The MBTA makes a second argument relative to the third-layer excess carriers. The MBTA states that the Lexington and First State policies provide that "they incorporate the underlying policies only to the extent that the underlying policies are not inconsistent with their own terms." The Lexington and First State policies' own terms, the argument goes, "require an excess insurer to drop down and provide coverage when the underlying carrier is insolvent." Lexington's policy provides: "Liability of the Company under this policy shall not attach unless and until the Insured or the Insured's Underlying Insurance has paid or has been held liable to pay the total applicable underlying limits." Similarly, the First State policy provides: "Limits of Liability -- Underlying Limits: Liability under this policy shall attach to the Company only after the underlying insurers have paid or have been held to pay the full amount of their respective loss liability as described in the underlying limits." In Northmeadow Tennis Club, Inc. v. Northeastern Fire Ins. Co. of Pa., 26 Mass. App. Ct. 329 , 332-333 (1988), the Appeals
Court held that the phrase "held liable to pay" makes the excess insurer liable to the limits of its policy, beginning with the first dollar of the insured's liability in the event that the underlying insurer does not pay because of insolvency. However, in Vickodil v. Lexington Ins. Co., supra at 138, which was not decided until after the oral argument in this case, we held that such a provision "speaks only to the insurer's liability to pay excess. It says nothing about the excess coverage lower limit dropping down." We conclude that the provisions relied upon by the MBTA do not call for Lexington's and First State's coverage to drop down.

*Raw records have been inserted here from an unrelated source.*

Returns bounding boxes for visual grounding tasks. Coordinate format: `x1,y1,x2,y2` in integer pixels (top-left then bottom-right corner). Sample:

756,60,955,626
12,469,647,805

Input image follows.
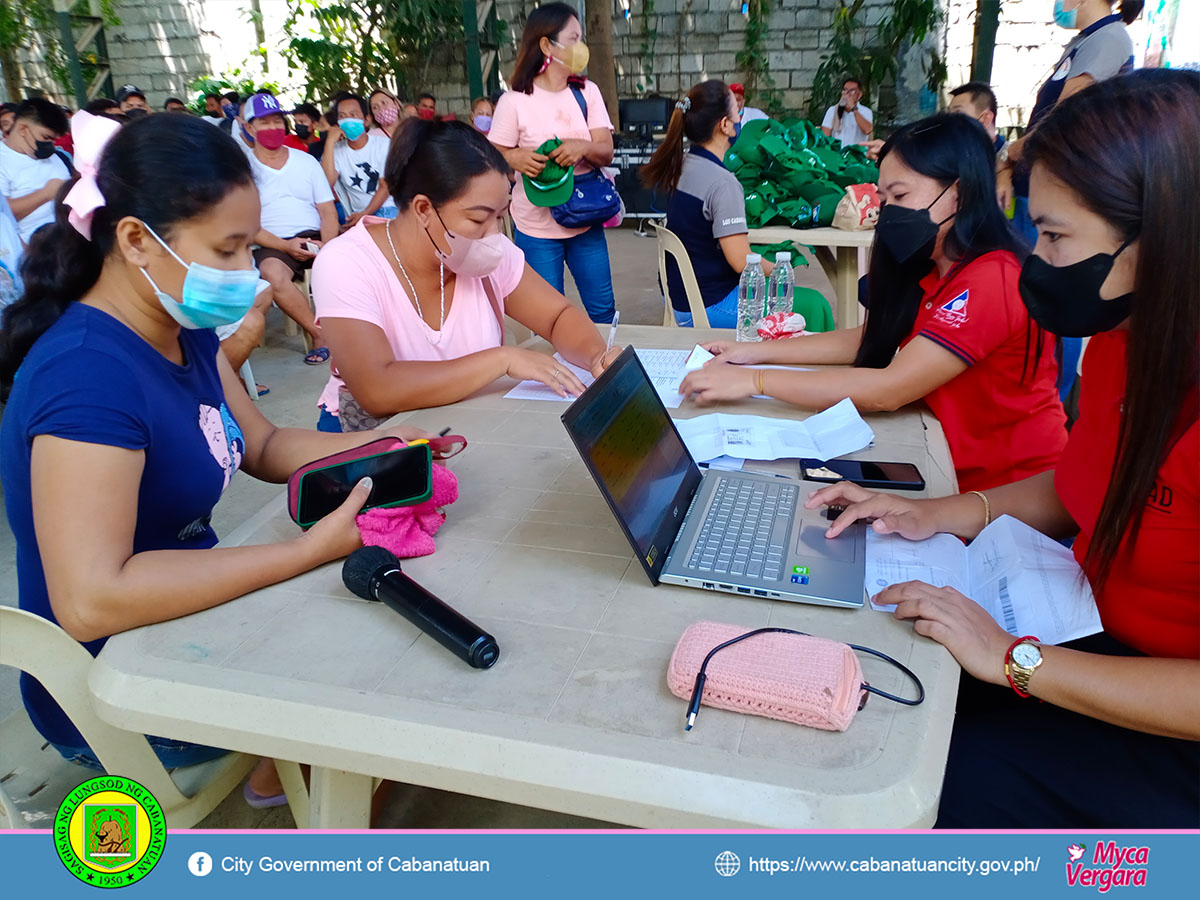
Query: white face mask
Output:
425,209,508,278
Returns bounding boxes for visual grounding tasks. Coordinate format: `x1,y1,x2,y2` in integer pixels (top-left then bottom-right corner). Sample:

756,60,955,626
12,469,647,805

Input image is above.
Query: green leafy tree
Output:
0,0,120,101
283,0,463,100
809,0,946,121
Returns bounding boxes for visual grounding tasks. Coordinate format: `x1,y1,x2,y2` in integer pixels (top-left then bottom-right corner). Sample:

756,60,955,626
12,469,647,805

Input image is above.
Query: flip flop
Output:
241,781,288,809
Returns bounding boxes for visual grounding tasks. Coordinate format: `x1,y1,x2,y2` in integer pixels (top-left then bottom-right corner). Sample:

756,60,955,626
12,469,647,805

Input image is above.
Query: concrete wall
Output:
11,0,1113,126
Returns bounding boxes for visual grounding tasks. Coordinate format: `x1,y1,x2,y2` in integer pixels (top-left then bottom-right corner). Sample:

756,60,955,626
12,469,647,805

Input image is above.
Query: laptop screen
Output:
563,348,700,580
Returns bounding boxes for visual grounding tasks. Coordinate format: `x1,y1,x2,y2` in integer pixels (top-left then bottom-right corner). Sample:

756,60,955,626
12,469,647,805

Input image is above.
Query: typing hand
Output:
804,481,937,541
679,360,757,406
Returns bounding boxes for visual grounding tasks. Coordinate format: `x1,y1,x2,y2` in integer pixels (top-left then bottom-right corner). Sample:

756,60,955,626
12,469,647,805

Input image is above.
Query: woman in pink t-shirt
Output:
487,4,616,322
312,119,619,431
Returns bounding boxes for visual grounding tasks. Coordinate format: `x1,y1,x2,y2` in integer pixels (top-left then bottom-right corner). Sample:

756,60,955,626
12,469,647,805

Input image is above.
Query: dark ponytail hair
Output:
641,78,733,193
383,119,512,211
854,113,1042,368
1025,68,1200,589
511,4,580,94
1109,0,1146,25
0,115,254,395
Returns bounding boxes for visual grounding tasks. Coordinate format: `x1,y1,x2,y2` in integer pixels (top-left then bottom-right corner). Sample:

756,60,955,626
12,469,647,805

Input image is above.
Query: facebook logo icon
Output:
187,851,212,878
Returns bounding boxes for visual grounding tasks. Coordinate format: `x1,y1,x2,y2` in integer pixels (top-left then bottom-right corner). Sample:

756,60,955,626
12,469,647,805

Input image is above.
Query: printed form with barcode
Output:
864,516,1102,644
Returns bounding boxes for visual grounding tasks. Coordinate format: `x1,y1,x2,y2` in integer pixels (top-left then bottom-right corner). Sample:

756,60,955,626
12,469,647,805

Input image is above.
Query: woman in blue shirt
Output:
0,113,432,792
641,78,772,328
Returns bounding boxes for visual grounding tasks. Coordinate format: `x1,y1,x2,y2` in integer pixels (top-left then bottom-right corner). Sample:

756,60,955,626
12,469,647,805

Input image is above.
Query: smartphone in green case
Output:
288,438,433,528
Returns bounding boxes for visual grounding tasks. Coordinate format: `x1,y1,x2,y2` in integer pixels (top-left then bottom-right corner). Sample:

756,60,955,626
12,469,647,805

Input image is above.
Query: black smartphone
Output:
800,460,925,491
296,443,433,528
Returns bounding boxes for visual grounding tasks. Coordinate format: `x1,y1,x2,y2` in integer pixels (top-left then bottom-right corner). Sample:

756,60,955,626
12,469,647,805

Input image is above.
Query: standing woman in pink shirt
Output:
487,4,614,323
312,119,620,431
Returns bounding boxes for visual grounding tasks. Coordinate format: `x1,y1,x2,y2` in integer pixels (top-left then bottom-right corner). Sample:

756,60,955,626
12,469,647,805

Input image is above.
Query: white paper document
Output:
504,353,595,403
676,397,875,462
504,344,713,409
865,516,1102,644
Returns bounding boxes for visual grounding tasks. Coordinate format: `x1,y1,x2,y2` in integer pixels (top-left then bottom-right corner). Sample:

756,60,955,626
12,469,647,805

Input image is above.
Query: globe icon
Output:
714,850,742,878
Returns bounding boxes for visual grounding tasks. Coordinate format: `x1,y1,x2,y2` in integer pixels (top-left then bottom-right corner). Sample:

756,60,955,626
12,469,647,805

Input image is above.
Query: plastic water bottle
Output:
767,253,796,313
738,253,767,341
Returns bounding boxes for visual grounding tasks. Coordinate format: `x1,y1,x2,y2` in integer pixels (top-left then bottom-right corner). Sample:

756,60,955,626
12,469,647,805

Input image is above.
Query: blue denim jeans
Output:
52,734,229,772
512,224,617,323
671,288,738,328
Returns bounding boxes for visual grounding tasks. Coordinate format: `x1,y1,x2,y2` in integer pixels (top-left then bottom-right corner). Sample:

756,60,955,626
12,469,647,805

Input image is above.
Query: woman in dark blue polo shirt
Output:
996,0,1146,247
642,78,772,328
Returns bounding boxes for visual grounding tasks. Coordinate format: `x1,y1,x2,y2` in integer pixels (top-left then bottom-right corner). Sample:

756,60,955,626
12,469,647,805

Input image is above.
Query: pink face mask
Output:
425,209,506,278
254,128,288,150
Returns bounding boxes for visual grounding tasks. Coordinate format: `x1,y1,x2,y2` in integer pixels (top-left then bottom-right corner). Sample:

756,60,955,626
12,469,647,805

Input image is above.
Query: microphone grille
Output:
342,547,400,600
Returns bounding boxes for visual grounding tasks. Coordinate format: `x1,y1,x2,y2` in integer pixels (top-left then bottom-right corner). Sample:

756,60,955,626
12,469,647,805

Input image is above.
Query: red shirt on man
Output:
1054,330,1200,659
904,251,1067,491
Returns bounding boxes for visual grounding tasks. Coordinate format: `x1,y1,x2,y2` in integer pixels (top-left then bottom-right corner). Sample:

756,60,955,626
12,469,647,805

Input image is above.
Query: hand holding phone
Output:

Finally, the MBTA argues that the maintenance provision in Lexington's policy, which is almost identical to the maintenance provision in the Allianz policy, creates an ambiguity that should be construed in favor of the insured. As we indicated earlier in this opinion, while discussing Allianz's policy, such a maintenance provision does not create an ambiguity, and therefore that provision in Lexington's policy is not helpful to the MBTA.
We reverse the judgment against Allianz and remand the case to the Superior Court for the entry of judgment in Allianz's favor on all claims. We affirm the judgments for the other defendants.
[Note 1] Lexington Insurance Company and First State Insurance Company.
[Note 2] In any event, the record in the present case would not demonstrate that, in light of the premium charged by Allianz, it would be unconscionable for Allianz's coverage not to drop down in the event of the underlying insurer's insolvency.